Natural fractures exist in many oil and gas reservoirs. On the other hand, hydraulic fracturing (fracking) is needed to create fractures in some reservoirs to improve the production rate. For example, shale gas reservoirs typically have extremely low permeability but have become an attractive source for natural gas production largely due to the advancement of horizontal drilling and hydraulic fracturing techniques. The permeability in fractures are much higher than that in other parts of the reservoir but the sizes of the fractures are much smaller. Thus, it is desirable to place more mesh elements around the fractures during the simulation and computations.
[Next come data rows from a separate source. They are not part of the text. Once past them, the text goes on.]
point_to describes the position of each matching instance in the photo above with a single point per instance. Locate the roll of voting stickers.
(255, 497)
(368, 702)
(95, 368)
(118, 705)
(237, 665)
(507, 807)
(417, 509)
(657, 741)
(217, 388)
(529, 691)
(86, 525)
Mesh adaptation is a very useful technique to help improving the accuracy and efficiency of the computation, and can be applied in computations for many problems such as plasma physics, image processing, and reservoir simulation in petroleum engineering. This study will focus on mesh adaptation in fractured reservoir simulation. The mesh will be adapted automatically so that more elements are concentrated around the fractures and less elements are distributed in other places. By this way, the reservoir simulation can be more accurate and efficient which is critical in helping control the production rate, optimize hydraulic fracturing design, and evaluate enhanced oil recovery processes. The goal of this study is to evaluate the effects of different mesh adaptation methods when solving a partial differential equation called porous media equation (PME). The porous media equation is solved using Finite Element Method with the software FreeFem++ that has built-in mesh adaptation functionality. The mesh is adapted based on a metric tensor that determines the shape, size and orientation of the mesh elements. The results are compared with uniform meshes and meshes created based on log-spacing. The numerical results show that adaptive meshes based on metric tensor provide the best results.